September Non-Farm Payrolls data is about to be released, and the US dollar and European and American exchange rates will face a key test.

The U.S. Bureau of Labor Statistics is expected to release the delayed employment report at 13:30 Beijing time on Thursday

The September non-farm payroll data is scheduled to be released at 13:30 Beijing time this Thursday. This delayed report will become the market’s focus. The market expects non-farm employment to increase by 50,000 month-over-month, a significant improvement from August’s 22,000, while the unemployment rate may remain at 4.3%.

What is the core data traders are watching?

Economists generally expect that the September non-farm employment increase will rebound from August’s modest 22,000 to around 50,000. However, TD Securities analysts are more optimistic, predicting employment growth could reach 100,000, with 125,000 new jobs in the private non-farm sector and a possible decrease of 25,000 in the government sector.
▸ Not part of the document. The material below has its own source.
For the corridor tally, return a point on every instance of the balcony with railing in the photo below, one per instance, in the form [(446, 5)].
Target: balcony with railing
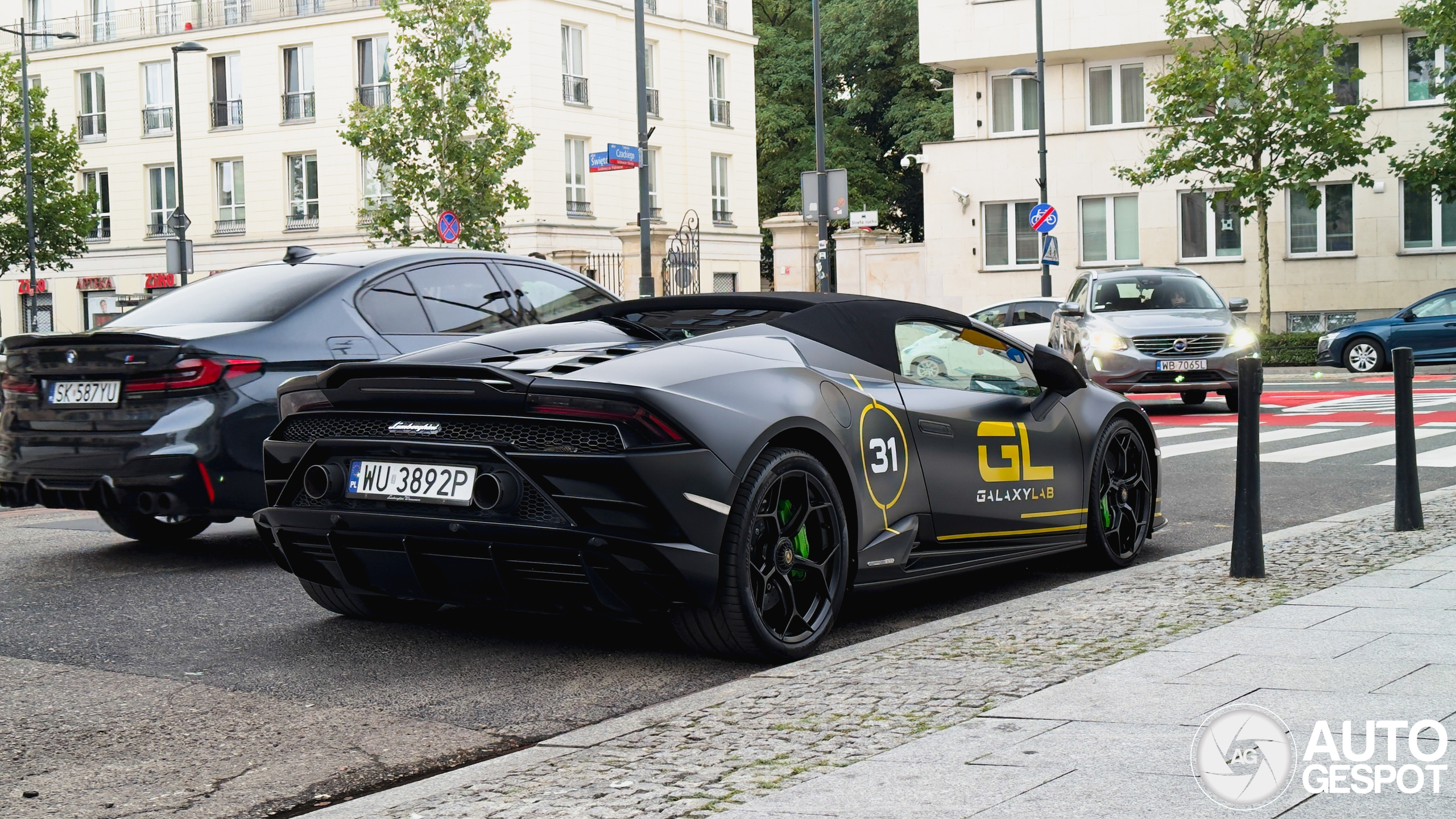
[(375, 95), (91, 127), (156, 120), (168, 19), (574, 89), (297, 105), (228, 113)]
Average hourly earnings, an important indicator of wage inflation, are expected to remain at a year-over-year growth rate of 3.7%, unchanged from last month. Regarding the unemployment rate, analysts anticipate it will stay steady at 4.3%, reflecting low layoffs in the labor market.

How do Federal Reserve rate cut expectations influence the dollar?

Recently, the Federal Reserve’s cautious stance and soft private sector employment data have shifted market expectations about future rate cuts. Fed policymakers are increasingly divided, struggling to balance inflation risks with a cooling labor market.

According to CME Group’s federal funds futures, the probability of the Fed cutting interest rates by 25 basis points in December has fallen from about 50% before the minutes to 33%. This shift in expectations directly impacts the strength of the dollar.

U.S. auto data processing company ADP released October employment data on November 5, showing 42,000 new private sector jobs, surpassing the 25,000 forecast. However, layoff data is less optimistic—Challenger, Gray & Christmas reported that layoffs announced by companies in October surged by 183.1% month-over-month, marking the worst October in over 20 years.

Two possible scenarios for EUR/USD movement

Currently, the EUR/USD exchange rate fluctuates around 1.1600. The dollar has recently rebounded against major currencies, but the sustainability of this rebound will depend on the specific figures of the non-farm employment data after its release.

Weak scenario: If non-farm employment is below 50,000 and the unemployment rate unexpectedly rises, it will further confirm the softening U.S. labor market, reinforcing market bets on a Fed rate cut in December. Under this scenario, the dollar will face selling pressure, and EUR/USD could rebound above 1.1700.

Strong scenario: Conversely, if the non-farm data shows robust employment growth and the unemployment rate remains steady or falls below 4.3%, it will dampen rate cut expectations and support the dollar’s rise. EUR/USD could continue its decline, testing below 1.1400.

Key technical support and resistance levels

FXStreet Asia chief analyst Dhwani Mehta’s technical outlook indicates that the EUR/USD pair broke below the 21-day simple moving average of 1.1574 at Wednesday’s close, and the 14-day relative strength index remains below the midline on the daily chart, adding credibility to a downward move.

If the downtrend continues, key support levels are the November 5 low of 1.1469 and the 200-day simple moving average at 1.1395. The psychological support level is at 1.1350.

To confirm a rebound, the pair needs to break above the 21-day simple moving average of 1.1574. The next bullish target is around the confluence of the 50-day and 100-day simple moving averages near 1.1650, with further upside potential toward the round number of 1.1700.

Market consensus: Although the September non-farm payroll data release is imminent and the data is delayed, it is still regarded as the last comprehensive employment report the Fed will have before its December monetary policy meeting, making its importance undeniable.